AUTHOR: Linda writes romance in all categories, but what is her fave? Suspense, and not only suspense, but SUSPENSE SEALED WITH A KISS

Wednesday, January 11, 2012


Stop already with the words and punctuation that get you nowhere fast. See if you can find problems in the sentences below. What can you do to make the sentences stronger?

-He never like the way she fixed her hair.
-I couldn’t go to town even if I wanted to.
-She literally flipped her bouncing tresses out of her perky face.
-"Celebrating birthdays just doesn’t do it for me anymore."
-Bob dropped a twenty on the table and looked at his date. “Is that enough?” he asked.
-She couldn’t even move the dresser two feet before feeling tired.
-Sadie laughed at the way her toddler waved his arms. Smiling at her husband, she said, “Isn’t he just adorable?”
-His life was over. There weren’t enough hours in the day. She was so hard to please.
-The newspaper said that he had done a poor job.
-If she could, she would do it again. It wasn’t the worst job in town. Or was it? It made no sense that people fought her about it.
-“I don’t understand! Isn’t my coming to the party enough?”
-It wasn’t important . . . or maybe . . . maybe it was.

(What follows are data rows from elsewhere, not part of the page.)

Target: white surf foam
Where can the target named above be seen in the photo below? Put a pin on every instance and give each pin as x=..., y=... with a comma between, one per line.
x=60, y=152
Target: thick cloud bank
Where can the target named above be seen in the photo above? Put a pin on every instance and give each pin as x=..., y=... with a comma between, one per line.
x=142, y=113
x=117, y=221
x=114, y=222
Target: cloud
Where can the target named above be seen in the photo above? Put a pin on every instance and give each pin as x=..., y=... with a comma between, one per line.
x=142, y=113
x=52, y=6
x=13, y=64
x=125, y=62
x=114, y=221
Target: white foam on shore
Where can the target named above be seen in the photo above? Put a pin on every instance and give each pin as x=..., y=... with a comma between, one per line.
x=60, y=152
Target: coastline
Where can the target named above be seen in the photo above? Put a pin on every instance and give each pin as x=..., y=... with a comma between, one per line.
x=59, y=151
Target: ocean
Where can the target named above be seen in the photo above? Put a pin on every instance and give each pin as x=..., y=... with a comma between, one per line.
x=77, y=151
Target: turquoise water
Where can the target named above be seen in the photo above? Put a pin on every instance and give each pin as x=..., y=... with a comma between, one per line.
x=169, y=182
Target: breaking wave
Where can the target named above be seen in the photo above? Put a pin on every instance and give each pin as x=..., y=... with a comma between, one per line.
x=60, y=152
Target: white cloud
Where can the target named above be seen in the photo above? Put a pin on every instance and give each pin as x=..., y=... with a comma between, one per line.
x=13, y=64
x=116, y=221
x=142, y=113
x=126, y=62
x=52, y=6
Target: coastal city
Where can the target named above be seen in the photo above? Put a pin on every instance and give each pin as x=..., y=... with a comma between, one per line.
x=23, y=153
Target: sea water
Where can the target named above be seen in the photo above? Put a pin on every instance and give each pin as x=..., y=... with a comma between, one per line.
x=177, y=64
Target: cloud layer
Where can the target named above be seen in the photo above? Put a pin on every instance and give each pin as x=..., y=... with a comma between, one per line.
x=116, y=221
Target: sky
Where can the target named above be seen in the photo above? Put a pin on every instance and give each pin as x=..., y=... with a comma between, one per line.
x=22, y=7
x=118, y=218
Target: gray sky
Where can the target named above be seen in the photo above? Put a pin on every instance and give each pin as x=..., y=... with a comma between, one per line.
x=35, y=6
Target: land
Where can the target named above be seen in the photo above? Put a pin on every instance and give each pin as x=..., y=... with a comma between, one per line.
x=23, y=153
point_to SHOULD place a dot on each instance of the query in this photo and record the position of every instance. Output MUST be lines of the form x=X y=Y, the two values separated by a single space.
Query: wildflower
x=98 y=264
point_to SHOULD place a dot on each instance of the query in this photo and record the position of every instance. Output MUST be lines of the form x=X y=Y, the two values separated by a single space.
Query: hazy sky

She tried . . . she really did. But to no avail.

Do you see ways to strengthen or at least stop the tired aspect of these sentences?

1 comment:

  1. I see a few, but would love to see what others think.

    He didn't like her hair.
    (Kill the whole bouncing tresses thing.)
    No "he asked" after Bob's money on the table.
    It wore her out to move the dresser.
    It wasn't important. Was it?

    I'd like a little more context before tackling the others.